Kericuhan di Bandung: Apa yang Sebenarnya Terjadi?¶
Kericuhan yang terjadi pada Senin malam itu memang cukup menyita perhatian. Setelah seharian penuh mahasiswa berunjuk rasa di depan Gedung DPRD Jawa Barat, rupanya suasana tidak langsung mereda begitu saja. Meski para pendemo sudah membubarkan diri sekitar pukul 17.00 WIB, entah kenapa kericuhan justru pecah di jalanan yang berdekatan dengan kampus Unisba.
Rekaman CCTV di sekitar lokasi juga sempat menjadi bahan perbincangan, menunjukkan dinamika yang terjadi di tengah malam itu. Informasi simpang siur memang sangat cepat menyebar, apalagi di era digital sekarang. Oleh karena itu, klarifikasi langsung dari pihak berwenang seperti Rektor Unisba ini jadi sangat krusial untuk meluruskan fakta yang ada di lapangan.
Bantahan Tegas dari Rektor Harits Nu’man¶
Dalam konferensi pers yang diadakan di kampus Unisba pada Selasa, 2 September 2025, Rektor Harits Nu’man dengan tegas membantah semua tudingan.
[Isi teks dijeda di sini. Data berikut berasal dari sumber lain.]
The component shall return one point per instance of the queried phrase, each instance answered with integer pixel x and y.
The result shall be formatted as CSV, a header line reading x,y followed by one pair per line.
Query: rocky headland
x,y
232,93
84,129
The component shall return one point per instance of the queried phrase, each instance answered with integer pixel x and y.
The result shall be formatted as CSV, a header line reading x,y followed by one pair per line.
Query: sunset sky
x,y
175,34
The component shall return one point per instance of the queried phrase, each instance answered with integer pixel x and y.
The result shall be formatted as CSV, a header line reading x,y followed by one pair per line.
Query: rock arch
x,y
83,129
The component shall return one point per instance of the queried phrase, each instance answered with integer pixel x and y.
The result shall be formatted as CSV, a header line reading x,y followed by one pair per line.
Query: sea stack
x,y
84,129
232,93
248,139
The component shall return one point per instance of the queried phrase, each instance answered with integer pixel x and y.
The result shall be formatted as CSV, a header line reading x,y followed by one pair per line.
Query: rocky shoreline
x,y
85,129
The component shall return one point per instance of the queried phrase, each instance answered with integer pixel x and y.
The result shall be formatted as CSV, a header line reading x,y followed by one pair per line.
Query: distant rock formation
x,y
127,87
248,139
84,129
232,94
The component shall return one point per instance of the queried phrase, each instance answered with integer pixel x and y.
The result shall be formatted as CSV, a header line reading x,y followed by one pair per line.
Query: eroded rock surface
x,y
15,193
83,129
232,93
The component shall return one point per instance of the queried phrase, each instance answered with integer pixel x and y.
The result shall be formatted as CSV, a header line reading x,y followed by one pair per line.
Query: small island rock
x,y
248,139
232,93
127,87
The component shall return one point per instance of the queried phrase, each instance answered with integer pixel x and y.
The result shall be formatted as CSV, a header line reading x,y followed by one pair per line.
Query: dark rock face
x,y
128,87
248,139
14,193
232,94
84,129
Beliau bilang, “Saya mengkoordinasi dengan teman-teman di bawah, dan saya lihat pantauan di sini, kami tidak melihat aparat kepolisian walaupun berpakaian preman masuk ke area kampus.” Ini adalah pernyataan yang sangat jelas dan tidak ambigu, menepis semua spekulasi yang beredar.
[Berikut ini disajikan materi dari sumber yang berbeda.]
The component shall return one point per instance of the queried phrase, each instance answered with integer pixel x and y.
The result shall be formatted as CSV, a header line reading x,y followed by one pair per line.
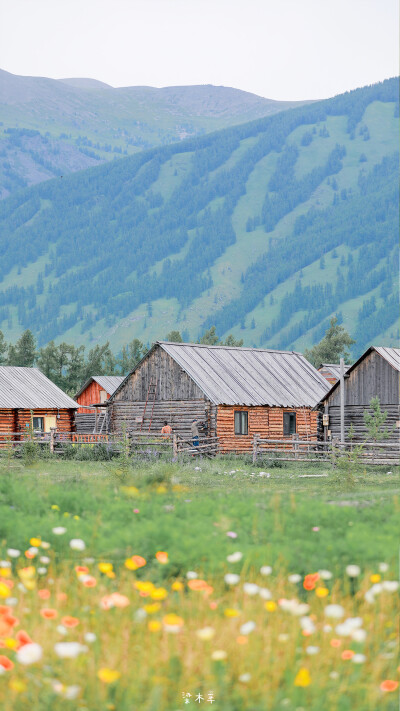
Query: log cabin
x,y
95,391
236,392
30,401
374,374
331,371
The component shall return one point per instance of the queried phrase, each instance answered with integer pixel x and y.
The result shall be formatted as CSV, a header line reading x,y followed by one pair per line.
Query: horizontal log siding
x,y
65,423
90,396
265,421
178,413
354,415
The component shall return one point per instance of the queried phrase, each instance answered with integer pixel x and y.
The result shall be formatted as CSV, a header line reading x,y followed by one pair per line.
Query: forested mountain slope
x,y
50,128
265,229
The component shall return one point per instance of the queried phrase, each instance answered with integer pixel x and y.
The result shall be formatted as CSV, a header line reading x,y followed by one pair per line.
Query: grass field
x,y
115,596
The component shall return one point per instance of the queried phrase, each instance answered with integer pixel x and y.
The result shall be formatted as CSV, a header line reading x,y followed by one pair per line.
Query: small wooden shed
x,y
28,399
331,371
374,374
237,392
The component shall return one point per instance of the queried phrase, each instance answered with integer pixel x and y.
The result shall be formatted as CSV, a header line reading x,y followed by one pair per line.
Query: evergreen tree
x,y
332,347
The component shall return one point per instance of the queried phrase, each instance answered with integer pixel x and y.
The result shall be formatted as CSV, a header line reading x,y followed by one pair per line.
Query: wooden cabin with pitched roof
x,y
236,392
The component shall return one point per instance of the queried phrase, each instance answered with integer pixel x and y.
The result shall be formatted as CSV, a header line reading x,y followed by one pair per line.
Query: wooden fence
x,y
295,449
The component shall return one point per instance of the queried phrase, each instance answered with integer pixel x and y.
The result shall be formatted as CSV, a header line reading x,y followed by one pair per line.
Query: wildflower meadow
x,y
205,584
Menurut Harits, kericuhan yang terlihat di sekitar kampus itu murni melibatkan para demonstran. “Itu murni semuanya demonstran, ya saya sebutkan, pendemo, yang tadi disweeping masuk ke area kampus,” tambahnya. Pernyataan ini memberikan gambaran bahwa apa yang terjadi di dalam kampus adalah dinamika antar-pendemo yang mencari perlindungan atau konsolidasi, bukan karena intervensi dari aparat keamanan. Ini menunjukkan otonomi kampus tetap terjaga.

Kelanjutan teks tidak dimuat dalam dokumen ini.